Question

If R and S are transitive relations on a set A, then prove \[R\cup S\] may not be a transitive relation on A.

Answer 1

Hint: In a reflexive relation, for every \[a\in A,\left( a,a \right)\in R\]. A relation is a symmetric relation R on a set A if \[\left( a,b \right)\in R\] then \[\left( b,a \right)\in R\], for all \[a,b\in A\]. A relation is a transitive relation if \[\left( a,b \right)\in R\], \[\left( b,c \right)\in R\], then \[\left( a,c \right)\in R\] for all \[a,b,c\in A\]. If a relation is reflexive, symmetric and transitive then the relation is said to be equivalence relation. Let us assume a set \[A=\left\{ a,b,c \right\}\]. Now let us assume \[R=\left\{ \left( a,a \right),\left( a,b \right),\left( b,a \right),\left( b,b \right) \right\}\] and \[S=\left\{ \left( b,b \right),\left( b,c \right),\left( c,b \right),\left( c,c \right) \right\}\] because we know that both R and S are transitive. Now let us find \[R\cup S\]. Now from the definition of transitive relation, we can find whether \[R\cup S\]is transitive or not.

Complete step-by-step answer:
Before solving the question, we should know that a relation between two sets is a collection of ordered pairs containing one object from each set. If the object x is from the first set and the object y is from the second set, then the objects are said to be related if the ordered pair \[\left( x,y \right)\] is in the relation. Here the values of x are said to be the domain of the function and the values of y represent the range of the function.
REFLEXIVE RELATION:
A relation is a reflexive relation if every element of set A maps to itself.

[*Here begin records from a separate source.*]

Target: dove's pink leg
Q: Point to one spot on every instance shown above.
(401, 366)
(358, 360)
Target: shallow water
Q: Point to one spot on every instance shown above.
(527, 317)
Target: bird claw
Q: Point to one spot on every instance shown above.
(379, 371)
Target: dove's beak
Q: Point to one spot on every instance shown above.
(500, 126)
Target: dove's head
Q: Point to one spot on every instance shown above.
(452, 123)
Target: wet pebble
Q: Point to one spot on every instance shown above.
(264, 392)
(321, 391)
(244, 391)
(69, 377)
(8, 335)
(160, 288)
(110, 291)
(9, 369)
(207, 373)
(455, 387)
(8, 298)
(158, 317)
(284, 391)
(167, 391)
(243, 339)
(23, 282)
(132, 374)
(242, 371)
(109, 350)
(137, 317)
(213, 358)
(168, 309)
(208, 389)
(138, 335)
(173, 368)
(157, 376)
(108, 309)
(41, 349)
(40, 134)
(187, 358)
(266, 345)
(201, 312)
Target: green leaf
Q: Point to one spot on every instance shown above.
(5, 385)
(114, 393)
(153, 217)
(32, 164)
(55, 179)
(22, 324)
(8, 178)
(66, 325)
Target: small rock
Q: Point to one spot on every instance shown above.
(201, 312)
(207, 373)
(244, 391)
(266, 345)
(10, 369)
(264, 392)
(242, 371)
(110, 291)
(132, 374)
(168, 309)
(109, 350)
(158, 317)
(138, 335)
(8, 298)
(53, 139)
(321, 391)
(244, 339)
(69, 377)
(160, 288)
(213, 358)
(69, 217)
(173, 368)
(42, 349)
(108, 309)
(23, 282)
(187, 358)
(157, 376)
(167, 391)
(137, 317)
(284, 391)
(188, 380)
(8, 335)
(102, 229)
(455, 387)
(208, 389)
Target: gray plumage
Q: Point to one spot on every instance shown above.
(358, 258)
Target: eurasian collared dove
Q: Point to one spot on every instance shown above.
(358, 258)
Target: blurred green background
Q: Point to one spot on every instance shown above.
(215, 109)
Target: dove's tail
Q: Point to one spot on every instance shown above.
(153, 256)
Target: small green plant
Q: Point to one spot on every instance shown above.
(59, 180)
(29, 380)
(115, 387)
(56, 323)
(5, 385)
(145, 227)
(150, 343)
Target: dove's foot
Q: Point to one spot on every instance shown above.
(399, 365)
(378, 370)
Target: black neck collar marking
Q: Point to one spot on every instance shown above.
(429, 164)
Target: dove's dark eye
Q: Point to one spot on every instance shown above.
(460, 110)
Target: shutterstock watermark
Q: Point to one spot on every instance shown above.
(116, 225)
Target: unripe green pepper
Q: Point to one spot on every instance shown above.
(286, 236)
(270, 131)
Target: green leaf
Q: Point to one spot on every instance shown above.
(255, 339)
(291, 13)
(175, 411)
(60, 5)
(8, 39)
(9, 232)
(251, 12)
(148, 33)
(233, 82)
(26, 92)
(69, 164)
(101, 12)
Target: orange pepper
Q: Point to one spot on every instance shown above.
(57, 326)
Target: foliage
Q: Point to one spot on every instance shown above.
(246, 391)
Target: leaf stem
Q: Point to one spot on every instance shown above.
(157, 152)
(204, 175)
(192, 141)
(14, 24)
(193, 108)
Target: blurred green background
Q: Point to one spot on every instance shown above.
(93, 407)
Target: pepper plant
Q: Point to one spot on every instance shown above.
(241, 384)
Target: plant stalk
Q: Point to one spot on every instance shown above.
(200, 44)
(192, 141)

In a reflexive relation, for every \[a\in A,\left( a,a \right)\in R\].
SYMMETRIC RELATION:
A relation is a symmetric relation R on a set A if \[\left( a,b \right)\in R\] then \[\left( b,a \right)\in R\], for all \[a,b\in A\].
TRANSITIVE RELATION:
A relation is a transitive relation if \[\left( a,b \right)\in R\], \[\left( b,c \right)\in R\], then \[\left( a,c \right)\in R\]for all \[a,b,c\in A\].
EQUIVALENCE RELATION:
If a relation is reflexive, symmetric and transitive then the relation is said to be equivalence relation.

Let us assume a set \[A=\left\{ a,b,c \right\}\].
Now let us assume \[R=\left\{ \left( a,a \right),\left( a,b \right),\left( b,a \right),\left( b,b \right) \right\}\] and \[S=\left\{ \left( b,b \right),\left( b,c \right),\left( c,b \right),\left( c,c \right) \right\}\] because we know that both R and S are transitive.
\[R\cup S=\left\{ \left( a,a \right),\left( a,b \right),\left( b,a \right),\left( b,b \right),\left( b,b \right),\left( b,c \right),\left( c,b \right),\left( c,c \right) \right\}\]
From the definition of transitive relation, we can say that \[\left( a,b \right)\] belongs to \[R\cup S\], \[\left( b,c \right)\] belongs to \[R\cup S\] but \[\left( a,c \right)\] does not belongs to \[R\cup S\].
So, we can prove that \[R\cup S\] may not be a transitive.

Note: Students should have a clear view about the concept of reflexive, symmetric and transitive relations. If a small misconception is there, then students cannot solve this problem. So, this misconception should be avoided. Students should also be able to roster the form of a set in a correct manner. If one cannot write the roster form is written incorrectly, then we cannot get the correct answer.